Recommendation would be good. Do you know anyone whose dc is taking or has taken lessons? Start asking around maybe. Could be someone knows someone whose wife is a teacher etc. Could you ask the music teacher at school if s/he can recommend anyone?
I am not sure where you might find them advertised tbh but if you would like someone to come to you, perhaps you could place an advertisement.
Usually you will be able to do a trial lesson or month even before you commit.
I don't know about a different class of teacher but I can imagine an established teacher who already has a lot of pupils may not be willing to travel because of course they lose so much time travelling about from house to house. Need to speak to a few really to find out what the going rates are.
You could also approach a school which is known for musical strength and advertise there or ask there. Shops that sell musical instruments/notes often have musicians working there. In any case they tend to know of teachers in the area. You'll often find advertisements up in places like that too.
Thanks for the advice - I just need to get my act together - but it's difficult to get motivated to do extra curricular stuff now the afternoons are so cold and dark - should have started earlier in the year.
Hi I'm a pianist and my son's had experience of class lessons and they weren't good. His main complaint was that he (and others actually) felt left behind on areas he struggled and he soon stopped going. After a while he regained his confidence and I started teaching him and he's got more belief in himself now.

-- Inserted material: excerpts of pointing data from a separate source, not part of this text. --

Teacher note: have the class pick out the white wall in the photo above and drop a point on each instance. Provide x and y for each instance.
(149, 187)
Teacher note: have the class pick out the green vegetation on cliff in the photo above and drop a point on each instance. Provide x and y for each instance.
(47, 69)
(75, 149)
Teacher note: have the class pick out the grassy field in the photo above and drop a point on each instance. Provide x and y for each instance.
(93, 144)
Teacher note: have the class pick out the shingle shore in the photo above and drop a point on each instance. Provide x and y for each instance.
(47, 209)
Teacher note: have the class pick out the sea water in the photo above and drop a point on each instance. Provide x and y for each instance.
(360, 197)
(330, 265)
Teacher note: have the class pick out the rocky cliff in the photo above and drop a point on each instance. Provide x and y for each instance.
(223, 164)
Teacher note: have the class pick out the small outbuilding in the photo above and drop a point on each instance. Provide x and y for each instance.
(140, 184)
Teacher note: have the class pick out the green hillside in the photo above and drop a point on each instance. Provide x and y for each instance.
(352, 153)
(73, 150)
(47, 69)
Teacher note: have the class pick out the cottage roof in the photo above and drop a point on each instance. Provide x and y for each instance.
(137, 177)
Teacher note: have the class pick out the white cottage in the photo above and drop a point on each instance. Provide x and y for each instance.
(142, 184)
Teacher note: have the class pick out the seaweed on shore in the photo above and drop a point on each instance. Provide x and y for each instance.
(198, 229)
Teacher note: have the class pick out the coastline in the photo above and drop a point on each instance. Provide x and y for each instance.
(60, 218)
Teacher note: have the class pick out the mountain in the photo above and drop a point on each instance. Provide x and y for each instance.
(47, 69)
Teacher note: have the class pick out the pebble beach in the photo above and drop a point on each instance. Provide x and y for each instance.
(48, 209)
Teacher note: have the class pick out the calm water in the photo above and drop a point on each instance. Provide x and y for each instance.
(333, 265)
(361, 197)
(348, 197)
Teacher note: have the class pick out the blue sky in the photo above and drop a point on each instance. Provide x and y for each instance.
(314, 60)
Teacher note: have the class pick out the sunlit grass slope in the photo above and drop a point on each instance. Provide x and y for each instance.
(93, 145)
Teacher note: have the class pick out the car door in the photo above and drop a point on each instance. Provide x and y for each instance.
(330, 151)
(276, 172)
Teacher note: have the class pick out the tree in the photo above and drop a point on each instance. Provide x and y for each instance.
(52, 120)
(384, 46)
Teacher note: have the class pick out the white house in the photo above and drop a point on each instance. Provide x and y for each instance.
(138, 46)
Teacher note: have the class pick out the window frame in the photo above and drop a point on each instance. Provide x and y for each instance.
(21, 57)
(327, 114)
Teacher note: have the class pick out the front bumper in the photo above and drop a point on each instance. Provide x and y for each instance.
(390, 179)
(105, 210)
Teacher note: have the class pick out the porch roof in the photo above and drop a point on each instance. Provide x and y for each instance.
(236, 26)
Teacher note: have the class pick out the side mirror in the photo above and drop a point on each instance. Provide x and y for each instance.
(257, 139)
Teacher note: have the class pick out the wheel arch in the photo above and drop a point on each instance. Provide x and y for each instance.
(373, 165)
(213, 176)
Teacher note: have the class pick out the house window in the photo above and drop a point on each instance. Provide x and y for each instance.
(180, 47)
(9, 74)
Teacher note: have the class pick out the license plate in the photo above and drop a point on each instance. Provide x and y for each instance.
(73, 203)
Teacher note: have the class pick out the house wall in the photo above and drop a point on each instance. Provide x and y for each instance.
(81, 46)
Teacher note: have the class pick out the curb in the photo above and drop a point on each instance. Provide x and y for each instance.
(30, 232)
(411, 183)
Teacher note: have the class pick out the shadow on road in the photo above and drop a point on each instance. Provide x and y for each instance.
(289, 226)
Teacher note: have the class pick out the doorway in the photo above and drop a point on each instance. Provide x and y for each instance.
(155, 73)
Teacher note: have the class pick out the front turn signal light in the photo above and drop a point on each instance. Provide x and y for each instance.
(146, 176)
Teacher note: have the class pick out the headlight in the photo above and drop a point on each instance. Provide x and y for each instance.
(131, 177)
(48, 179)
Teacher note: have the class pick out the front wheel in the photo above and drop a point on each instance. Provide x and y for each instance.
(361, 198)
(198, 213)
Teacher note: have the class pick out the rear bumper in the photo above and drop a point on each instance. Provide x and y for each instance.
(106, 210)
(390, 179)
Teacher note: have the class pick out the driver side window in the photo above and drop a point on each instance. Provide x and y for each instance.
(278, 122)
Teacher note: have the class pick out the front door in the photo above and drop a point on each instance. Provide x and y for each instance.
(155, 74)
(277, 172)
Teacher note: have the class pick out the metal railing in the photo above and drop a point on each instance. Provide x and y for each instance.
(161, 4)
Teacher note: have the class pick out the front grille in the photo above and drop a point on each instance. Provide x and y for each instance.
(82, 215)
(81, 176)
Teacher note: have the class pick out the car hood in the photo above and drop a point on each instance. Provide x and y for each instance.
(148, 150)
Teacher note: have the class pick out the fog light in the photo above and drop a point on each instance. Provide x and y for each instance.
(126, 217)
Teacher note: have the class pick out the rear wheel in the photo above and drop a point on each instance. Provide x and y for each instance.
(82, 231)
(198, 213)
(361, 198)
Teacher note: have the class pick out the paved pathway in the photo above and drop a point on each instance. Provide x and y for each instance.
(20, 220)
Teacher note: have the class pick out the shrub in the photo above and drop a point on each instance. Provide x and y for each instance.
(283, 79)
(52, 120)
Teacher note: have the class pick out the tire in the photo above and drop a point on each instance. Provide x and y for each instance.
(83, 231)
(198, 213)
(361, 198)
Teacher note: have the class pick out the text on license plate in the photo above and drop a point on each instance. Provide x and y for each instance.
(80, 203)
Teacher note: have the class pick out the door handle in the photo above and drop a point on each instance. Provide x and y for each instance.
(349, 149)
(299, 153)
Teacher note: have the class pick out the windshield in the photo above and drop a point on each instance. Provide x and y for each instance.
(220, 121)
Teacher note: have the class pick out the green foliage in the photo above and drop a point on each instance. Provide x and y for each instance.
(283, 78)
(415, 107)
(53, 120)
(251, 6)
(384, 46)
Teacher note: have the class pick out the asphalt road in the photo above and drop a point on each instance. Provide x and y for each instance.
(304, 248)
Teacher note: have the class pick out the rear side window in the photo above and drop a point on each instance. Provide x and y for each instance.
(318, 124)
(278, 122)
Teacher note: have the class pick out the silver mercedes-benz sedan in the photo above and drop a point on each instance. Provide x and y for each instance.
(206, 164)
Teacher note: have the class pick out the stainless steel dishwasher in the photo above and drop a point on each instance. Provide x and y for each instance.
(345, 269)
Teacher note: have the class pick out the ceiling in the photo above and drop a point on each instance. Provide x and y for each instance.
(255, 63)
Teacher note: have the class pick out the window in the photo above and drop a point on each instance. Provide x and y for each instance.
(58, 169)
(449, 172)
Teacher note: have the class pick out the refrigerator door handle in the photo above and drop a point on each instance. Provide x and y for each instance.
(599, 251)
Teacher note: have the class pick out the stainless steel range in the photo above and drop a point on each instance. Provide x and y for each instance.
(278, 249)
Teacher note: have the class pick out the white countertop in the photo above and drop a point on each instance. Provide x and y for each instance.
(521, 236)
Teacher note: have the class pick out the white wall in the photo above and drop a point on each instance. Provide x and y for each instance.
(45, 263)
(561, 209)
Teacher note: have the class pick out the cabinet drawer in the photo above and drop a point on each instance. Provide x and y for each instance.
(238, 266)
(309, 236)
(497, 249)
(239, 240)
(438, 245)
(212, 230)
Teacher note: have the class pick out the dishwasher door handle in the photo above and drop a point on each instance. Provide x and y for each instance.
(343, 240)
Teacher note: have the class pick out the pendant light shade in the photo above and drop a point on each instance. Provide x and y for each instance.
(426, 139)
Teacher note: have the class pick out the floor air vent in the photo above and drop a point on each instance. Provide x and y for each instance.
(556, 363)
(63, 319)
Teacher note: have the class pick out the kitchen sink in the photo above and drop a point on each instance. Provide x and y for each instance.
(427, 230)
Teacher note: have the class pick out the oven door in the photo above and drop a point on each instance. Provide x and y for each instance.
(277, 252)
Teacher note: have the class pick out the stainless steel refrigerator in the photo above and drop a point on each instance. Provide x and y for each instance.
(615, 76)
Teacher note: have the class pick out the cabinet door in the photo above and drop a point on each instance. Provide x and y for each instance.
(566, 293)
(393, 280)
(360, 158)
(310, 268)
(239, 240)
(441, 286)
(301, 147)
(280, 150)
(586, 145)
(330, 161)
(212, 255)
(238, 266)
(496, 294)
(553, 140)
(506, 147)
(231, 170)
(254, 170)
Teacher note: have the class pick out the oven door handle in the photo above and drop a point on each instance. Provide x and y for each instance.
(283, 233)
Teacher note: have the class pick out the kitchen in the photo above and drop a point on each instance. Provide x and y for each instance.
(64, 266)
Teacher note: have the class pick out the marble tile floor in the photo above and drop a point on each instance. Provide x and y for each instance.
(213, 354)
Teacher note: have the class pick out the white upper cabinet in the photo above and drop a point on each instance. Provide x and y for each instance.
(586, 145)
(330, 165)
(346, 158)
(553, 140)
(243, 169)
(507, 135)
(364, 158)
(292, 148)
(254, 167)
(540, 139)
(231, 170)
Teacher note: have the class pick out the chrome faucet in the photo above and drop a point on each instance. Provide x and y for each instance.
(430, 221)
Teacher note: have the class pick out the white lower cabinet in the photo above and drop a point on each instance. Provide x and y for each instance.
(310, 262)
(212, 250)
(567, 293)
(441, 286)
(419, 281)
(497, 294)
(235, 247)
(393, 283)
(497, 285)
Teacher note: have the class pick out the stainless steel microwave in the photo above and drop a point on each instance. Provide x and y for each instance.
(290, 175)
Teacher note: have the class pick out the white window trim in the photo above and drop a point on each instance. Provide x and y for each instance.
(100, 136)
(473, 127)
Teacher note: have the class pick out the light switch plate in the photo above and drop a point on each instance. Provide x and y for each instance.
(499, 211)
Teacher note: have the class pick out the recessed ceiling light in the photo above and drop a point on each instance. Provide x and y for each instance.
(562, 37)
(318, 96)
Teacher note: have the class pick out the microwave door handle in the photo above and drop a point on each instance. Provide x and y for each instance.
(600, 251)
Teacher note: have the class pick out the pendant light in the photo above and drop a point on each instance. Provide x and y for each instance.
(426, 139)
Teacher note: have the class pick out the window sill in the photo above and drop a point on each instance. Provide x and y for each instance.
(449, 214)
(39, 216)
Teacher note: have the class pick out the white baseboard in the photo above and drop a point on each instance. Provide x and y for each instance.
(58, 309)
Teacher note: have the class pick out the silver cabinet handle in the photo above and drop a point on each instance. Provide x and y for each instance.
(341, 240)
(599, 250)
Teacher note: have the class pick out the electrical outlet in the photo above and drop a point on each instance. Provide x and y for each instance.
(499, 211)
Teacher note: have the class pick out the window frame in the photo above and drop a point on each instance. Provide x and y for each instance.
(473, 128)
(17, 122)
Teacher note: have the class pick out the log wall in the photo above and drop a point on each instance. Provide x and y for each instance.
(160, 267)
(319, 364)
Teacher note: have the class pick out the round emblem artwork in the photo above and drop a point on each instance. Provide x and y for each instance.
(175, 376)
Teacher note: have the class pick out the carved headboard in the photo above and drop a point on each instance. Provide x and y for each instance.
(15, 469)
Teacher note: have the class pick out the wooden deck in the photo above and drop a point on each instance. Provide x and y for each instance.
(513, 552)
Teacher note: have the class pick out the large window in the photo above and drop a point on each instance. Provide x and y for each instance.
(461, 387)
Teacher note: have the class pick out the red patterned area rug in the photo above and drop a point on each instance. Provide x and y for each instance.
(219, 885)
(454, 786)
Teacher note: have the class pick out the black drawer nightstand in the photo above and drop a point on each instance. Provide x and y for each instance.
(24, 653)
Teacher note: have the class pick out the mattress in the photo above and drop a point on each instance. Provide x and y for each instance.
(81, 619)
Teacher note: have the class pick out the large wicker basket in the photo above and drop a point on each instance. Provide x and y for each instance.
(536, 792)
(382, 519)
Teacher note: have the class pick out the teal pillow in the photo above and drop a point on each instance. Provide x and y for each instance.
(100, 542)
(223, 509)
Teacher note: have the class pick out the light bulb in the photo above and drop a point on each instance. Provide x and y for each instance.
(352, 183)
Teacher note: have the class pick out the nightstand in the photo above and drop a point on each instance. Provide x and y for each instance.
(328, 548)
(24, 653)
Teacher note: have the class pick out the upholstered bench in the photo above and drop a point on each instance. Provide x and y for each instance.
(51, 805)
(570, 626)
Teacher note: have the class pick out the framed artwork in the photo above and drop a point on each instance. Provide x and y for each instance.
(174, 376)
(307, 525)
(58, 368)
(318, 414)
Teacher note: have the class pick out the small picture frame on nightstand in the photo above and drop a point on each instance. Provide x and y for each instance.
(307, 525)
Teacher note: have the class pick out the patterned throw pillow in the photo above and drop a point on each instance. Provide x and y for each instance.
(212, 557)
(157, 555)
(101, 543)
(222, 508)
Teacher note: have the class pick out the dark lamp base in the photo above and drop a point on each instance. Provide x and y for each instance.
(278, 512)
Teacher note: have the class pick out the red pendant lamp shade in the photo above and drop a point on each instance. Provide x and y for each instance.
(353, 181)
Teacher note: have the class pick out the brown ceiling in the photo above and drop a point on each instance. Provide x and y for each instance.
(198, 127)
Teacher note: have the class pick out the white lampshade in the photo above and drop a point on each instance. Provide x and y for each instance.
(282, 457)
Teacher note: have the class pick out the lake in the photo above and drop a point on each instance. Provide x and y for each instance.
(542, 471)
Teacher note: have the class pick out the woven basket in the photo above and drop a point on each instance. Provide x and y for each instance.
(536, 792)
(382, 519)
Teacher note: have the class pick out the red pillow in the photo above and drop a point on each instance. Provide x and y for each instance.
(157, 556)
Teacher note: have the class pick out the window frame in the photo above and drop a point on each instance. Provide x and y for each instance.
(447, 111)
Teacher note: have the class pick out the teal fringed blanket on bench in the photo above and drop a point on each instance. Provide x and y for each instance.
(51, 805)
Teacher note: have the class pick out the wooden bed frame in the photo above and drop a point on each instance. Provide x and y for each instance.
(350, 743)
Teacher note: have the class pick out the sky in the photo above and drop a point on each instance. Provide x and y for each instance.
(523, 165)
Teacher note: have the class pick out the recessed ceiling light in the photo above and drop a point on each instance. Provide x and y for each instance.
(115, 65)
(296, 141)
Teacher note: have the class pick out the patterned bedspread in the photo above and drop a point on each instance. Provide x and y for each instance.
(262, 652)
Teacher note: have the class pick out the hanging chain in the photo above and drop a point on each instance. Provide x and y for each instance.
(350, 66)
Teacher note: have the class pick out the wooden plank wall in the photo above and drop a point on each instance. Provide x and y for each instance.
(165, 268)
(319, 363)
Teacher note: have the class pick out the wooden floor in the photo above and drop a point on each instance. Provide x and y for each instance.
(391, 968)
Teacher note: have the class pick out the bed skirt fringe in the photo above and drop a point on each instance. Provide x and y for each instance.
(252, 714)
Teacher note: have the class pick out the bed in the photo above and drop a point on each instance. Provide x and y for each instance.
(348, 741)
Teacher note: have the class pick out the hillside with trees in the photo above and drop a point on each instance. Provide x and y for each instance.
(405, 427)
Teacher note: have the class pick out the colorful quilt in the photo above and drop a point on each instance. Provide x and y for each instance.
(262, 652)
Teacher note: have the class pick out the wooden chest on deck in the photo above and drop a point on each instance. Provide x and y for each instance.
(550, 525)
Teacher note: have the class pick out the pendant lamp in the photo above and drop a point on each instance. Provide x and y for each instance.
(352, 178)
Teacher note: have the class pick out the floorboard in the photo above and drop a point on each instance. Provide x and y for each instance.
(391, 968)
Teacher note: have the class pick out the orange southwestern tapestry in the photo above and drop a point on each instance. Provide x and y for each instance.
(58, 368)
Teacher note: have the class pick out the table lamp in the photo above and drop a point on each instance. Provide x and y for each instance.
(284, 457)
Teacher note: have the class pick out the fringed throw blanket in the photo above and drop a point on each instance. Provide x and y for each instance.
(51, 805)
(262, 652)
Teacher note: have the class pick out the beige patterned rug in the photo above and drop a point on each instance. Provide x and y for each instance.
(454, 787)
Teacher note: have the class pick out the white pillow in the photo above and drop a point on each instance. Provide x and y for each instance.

Group lessons are better for kids under 5 as a way of gently introducing them to instruments.
As far as finding a teacher, just do a search for teachers in your area (you'll see plenty of directories), ask friends (esp those who are musicians) or visit your nearest music shop.
Try and get references/recommendations if poss and on the first lesson, ask to be present in the room whether at the teachers or your place.
Hope this helps
I have recently started piano lessons and found my (fantastic) teacher through the Royal College of Music - they have a kind of matching service on their website where you tell them what you need (instrument, level of pupil etc) and they find you a teacher. Mine is a postgrad student, she teaches children as well as adults and comes to my house once a week. She is excellent, I would definitely recommend using the service - very quick too, was "matched" within a week!